Math -> GPU
I was a grad student in math between 2014 - 2018. I now do GPU programming for ML.
The transition I found really difficult. But having made it, I find it is a good place for a math person in industry because
- It’s a newer kind of programming: very few people have been doing it for a long time & that levels the playing field
- Getting better performance at the systems level rewards detailed, careful reasoning, which can be a comparative advantage for math folks
- Reflecting that detail, a lot of the relevant manuals (such as the Cuda C++ Programming Guide & the C++ Standard) read like grad math textbooks, and it scares some people off.

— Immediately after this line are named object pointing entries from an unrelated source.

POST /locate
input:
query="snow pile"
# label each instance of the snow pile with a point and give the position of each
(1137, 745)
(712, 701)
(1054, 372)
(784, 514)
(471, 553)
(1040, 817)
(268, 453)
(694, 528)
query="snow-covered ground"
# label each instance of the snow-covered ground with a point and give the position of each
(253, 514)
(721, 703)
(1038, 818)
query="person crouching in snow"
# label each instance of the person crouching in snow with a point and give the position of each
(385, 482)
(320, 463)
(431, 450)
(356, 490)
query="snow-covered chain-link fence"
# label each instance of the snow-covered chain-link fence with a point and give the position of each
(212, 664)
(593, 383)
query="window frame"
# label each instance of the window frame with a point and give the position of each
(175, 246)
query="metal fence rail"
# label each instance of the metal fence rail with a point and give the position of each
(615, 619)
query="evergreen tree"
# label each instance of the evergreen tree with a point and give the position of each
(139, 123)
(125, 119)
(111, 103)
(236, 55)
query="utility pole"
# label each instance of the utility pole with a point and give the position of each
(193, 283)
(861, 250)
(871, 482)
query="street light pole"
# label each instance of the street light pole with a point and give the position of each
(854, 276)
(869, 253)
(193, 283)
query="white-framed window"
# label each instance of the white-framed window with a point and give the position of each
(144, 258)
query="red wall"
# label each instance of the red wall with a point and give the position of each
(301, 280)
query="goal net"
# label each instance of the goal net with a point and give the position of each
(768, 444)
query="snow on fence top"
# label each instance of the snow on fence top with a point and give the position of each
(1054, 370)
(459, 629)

One might wonder if by doing GPU programming for ML you’re hitching your cart to the latest fad. But the hope is that by placing yourself low in the stack, your value is more likely to persist and generalize. Instead of thinking of yourself as a “programmer for generative AI”, you can think of yourself as “a programmer of massively parallel, differentiable programs, specializing in algorithms of high arithmetic intensity, relative to their expressiveness”. This is what modern neural networks are particular instances of. Highly parallel, differentiable programming isn’t going anywhere, even once the current version of generative AI is superceded by the next.
Similarly, the billions of dollars companies are currently investing in data centers are not bets on current generative AI specifically, but bets on highly parallel programming.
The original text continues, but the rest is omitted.